The Importance of Charity in Islam

Muslims in the UK donate more to charity than any other faith group. In Ramadan alone, we gave over £130 million – and that figure doesn’t include the undocumented charity we likely gave to our mosques and family members abroad.

But this isn’t a surprise to anybody who knows anything about Islam. After all, giving to the less fortunate is a pillar of the religion.

In the Quran, Allah (swt) often mentions charity alongside other acts of worship like salah, which shows just how crucial it is.

Be steadfast in prayer, practice regular charity, and bow down your heads with those who bow down (in worship) (2:43)

Be steadfast in prayer and regular in charity. (2:110)

But why is charity so important in Islam?

It’s a true test of faith
Giving sadaqah is one way Allah (swt) separates those who are righteous from those who aren’t.

As human beings, it’s natural for us to want to keep good things to ourselves – so when we give to charity, it’s a sign that our iman is winning in the ongoing fight against our self.

This command to give to charity is a test of our faith and a test of our tawakkul.

Indeed, mankind was created anxious: when evil touches him, impatient, and when good touches him, withholding [of it] (70:19-21)

It’s a way to gain Allah’s love

We were created to worship Allah (swt) and to do everything possible to earn His love.
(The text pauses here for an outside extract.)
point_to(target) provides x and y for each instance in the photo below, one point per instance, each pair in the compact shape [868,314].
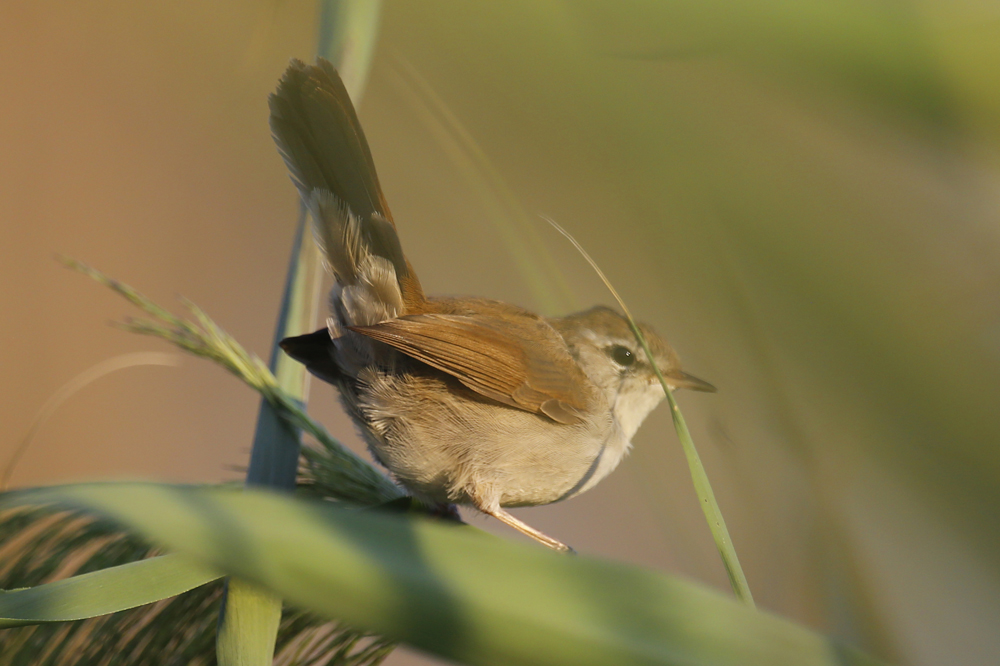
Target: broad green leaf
[102,592]
[452,590]
[250,617]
Giving to those less fortunate is an easy way to do that.

Although one of the benefits of charity is being able to help others, Islam teaches us that the giver benefits most.

Never will you attain the good [reward] until you spend [in the way of Allah] from that which you love (3:92)When you give to charity, you’re not just giving to other people: you’re giving to Allah (swt). You’re taking the provision He gave you and giving it back to Him in the hope that He will gift you the ultimate gift: His everlasting Mercy.

The believer’s shade on the Day of Resurrection will be his charity. (Al-Tirmidhi)

It’s a Sunnah act we should perform

The Messenger Of Allah (saw) was the most generous human in history. We couldn’t compete with his generosity if we tried, but it’s our duty to follow his Sunnah and imitate his giving habits as much as we can.

Jaabir (ra) reported that the Messenger of Allah (saw) never said “no” to anyone who asked him for something. (Bukhari and Muslim)

But the beauty of charity in Islam is that there are different types of sadaqah.


The Messenger Of Allah (saw) said: “Your smile for your brother is a charity. Your removal of stones, thorns or bones from the paths of people is a charity. Your guidance of a person who is lost is a charity. (Bukhari)

That means even if you can’t give money, there are other acts of charity you can and should do.
There’s also no such thing as giving too little. So again, if you’re unable to give a lot, there’s no need to feel discouraged. Every penny you donate facilitates good and earns you reward.

The example of those who spend their wealth in the way of Allah is like a seed [of grain] which grows seven spikes; in each spike is a hundred grains. And Allah multiplies [His reward] for whom He wills. And Allah is all-Encompassing and Knowing (2:261)

Even if you’re only able to give a small amount, Allah (swt) promises His reward:

And whatever you spend of good – it will be fully repaid to you, and you will not be wronged. (2:272)

But whatever thing you spend [in His cause] – He will compensate it; and He is the best of providers. (34:39)

Whatever good you send forth for your souls before you, you shall find it with Allah. For Allah sees well all that you do (2:110)

The Messenger Of Allah (saw) also said:

Every day two angels descend and one of them says, ‘O Allah! Compensate [more] to the person who gives [in charity]’; while the other one says, ‘O Allah! Destroy the one who withholds [charity etc.] (Bukhari)

The reality then, is that every single day we’re alive, Muslims have a moral and religious duty to serve others.